The following three patches fix a number of problems during state
reclaim. They apply to Trond's master branch.
[PATCH 1/3] nfs41: Mark stateids in need of reclaim if state manager gets stale clientid
[PATCH 2/3] nfs41: Handle session errors during delegation return
[PATCH 3/3] nfs41: Retry delegation return if it failed with session error
These were tested on top of an old version of Andy's session draining
patches.
- ricardo
The state manager was not marking the stateids as needing to be reclaimed
after reestablishing the clientid.
Signed-off-by: Ricardo Labiaga <[email protected]>
---
fs/nfs/nfs4state.c | 1 +
1 files changed, 1 insertions(+), 0 deletions(-)
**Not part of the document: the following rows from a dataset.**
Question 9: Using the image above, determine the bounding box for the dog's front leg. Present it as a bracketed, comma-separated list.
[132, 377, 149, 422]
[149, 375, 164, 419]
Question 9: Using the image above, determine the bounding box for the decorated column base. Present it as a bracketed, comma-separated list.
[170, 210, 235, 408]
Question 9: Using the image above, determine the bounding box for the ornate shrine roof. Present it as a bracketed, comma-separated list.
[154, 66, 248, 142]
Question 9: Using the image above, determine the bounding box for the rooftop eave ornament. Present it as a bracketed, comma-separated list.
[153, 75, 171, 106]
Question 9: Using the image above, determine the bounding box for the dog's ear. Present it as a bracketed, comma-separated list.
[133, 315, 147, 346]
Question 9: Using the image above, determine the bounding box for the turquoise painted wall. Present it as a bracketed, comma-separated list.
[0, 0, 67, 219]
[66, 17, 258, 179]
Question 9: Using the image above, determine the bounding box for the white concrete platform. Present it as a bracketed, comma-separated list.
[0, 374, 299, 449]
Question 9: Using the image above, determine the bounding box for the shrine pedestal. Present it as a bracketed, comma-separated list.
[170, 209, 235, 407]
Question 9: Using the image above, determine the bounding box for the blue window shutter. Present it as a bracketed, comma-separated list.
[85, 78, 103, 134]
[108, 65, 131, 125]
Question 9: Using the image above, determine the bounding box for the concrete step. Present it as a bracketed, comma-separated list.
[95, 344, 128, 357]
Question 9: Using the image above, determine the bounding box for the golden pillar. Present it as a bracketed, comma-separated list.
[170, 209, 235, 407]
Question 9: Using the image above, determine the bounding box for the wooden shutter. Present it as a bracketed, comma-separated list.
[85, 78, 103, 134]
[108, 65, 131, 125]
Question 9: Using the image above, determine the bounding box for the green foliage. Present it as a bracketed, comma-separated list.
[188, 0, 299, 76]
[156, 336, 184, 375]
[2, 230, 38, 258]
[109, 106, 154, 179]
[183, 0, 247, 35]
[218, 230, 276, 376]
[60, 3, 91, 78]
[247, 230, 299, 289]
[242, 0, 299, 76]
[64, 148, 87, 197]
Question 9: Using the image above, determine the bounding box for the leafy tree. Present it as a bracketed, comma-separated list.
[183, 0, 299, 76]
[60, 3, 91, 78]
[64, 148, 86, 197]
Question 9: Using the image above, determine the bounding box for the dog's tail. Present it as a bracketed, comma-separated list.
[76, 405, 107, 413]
diff --git a/fs/nfs/nfs4state.c b/fs/nfs/nfs4state.c
index 630199d..ae90df8 100644
--- a/fs/nfs/nfs4state.c
+++ b/fs/nfs/nfs4state.c
@@ -1157,6 +1157,7 @@ static void nfs4_session_recovery_handle_error(struct nfs_client *clp, int err)
case -NFS4ERR_STALE_CLIENTID:
set_bit(NFS4CLNT_LEASE_EXPIRED, &clp->cl_state);
set_bit(NFS4CLNT_SESSION_SETUP, &clp->cl_state);
+ nfs4_state_start_reclaim_reboot(clp);
}
}
--
1.5.4.3
Update nfs4_delegreturn_done() to retry the operation after setting the
NFS4CLNT_SESSION_SETUP bit to indicate the need to reset the session.
Signed-off-by: Ricardo Labiaga <[email protected]>
---
fs/nfs/nfs4proc.c | 13 +++++++++++--
1 files changed, 11 insertions(+), 2 deletions(-)
diff --git a/fs/nfs/nfs4proc.c b/fs/nfs/nfs4proc.c
index 97d4a82..25f4180 100644
--- a/fs/nfs/nfs4proc.c
+++ b/fs/nfs/nfs4proc.c
@@ -3484,9 +3484,18 @@ static void nfs4_delegreturn_done(struct rpc_task *task, void *calldata)
nfs4_sequence_done_free_slot(data->res.server, &data->res.seq_res,
task->tk_status);
- data->rpc_status = task->tk_status;
- if (data->rpc_status == 0)
+ switch (task->tk_status) {
+ case -NFS4ERR_STALE_STATEID:
+ case -NFS4ERR_EXPIRED:
+ case 0:
renew_lease(data->res.server, data->timestamp);
+ break;
+ default:
+ if (nfs4_async_handle_error(task, data->res.server, NULL) ==
+ -EAGAIN)
+ nfs4_restart_rpc(task, data->res.server->nfs_client);
+ }
+ data->rpc_status = task->tk_status;
}
static void nfs4_delegreturn_release(void *calldata)
--
1.5.4.3
Add session error handling to nfs4_open_delegation_recall()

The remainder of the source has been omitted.